Global Sensitivity of Precipitation Extremes to Cloud Microphysics
A superparameterized (SP) climate model contains within each grid column a high-resolution model capable of simulating individual clouds. Similar to a previous study by the authors focusing on the contiguous United States (CONUS), the representation of cloud microphysics within such a model is found to impact precipitation extremes globally. It does this by altering large-scale atmospheric motions that then feedback onto rain rates on long time scales (~1 year). A new result, however, is that the choice of microphysics can directly impact local rainfall extremes on short time scales (~5 days) in the tropics.
Precipitation extremes are important for agriculture, infrastructure, and water storage. Despite this, it is difficult for climate models to simulate their correct magnitude as compared with observations. SP models have shown improvement by being able to better simulate clouds. But, there are still choices to be made on how to represent the small-scale processes that govern the lifecycle of cloud droplets and ice crystals. It is shown that this choice leads to statistically significant differences in extreme precipitation. Regardless, the modeled rain rates lie between those from two sets of observations.
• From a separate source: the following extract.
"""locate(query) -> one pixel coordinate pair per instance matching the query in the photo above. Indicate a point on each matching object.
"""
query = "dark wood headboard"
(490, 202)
As climate models with resolution high enough to represent clouds become more commonplace, it is natural to wonder if this is enough to accurately simulate precipitation extremes. Microphysics processes, which include the formation and breakup of liquid droplets and ice crystals, remain unable to be directly simulated by nature of their small spatial scales. Thus, their net effect on clouds must be modeled indirectly. We investigate multiple ways of doing this within the SP version of the Community Atmosphere Model (CAM) and the resultant effect on rainfall extremes. While feedbacks onto large-scale weather patterns are important globally as they were in CONUS, significant local effects manifest in the tropics. We determine the cause to be stronger vertical air motions using a 2-moment microphysics scheme as compared to a 1-moment one. Finally, we compare SP-CAM's output to two commonly used datasets from the Global Precipitation Climatological Project (GPCP) and the Tropical Rainfall Measuring Mission (TRMM). We find that, despite the statistically significant differences documented above, both microphysics schemes lead to precipitation extremes that fall in between those from the two sets of observations.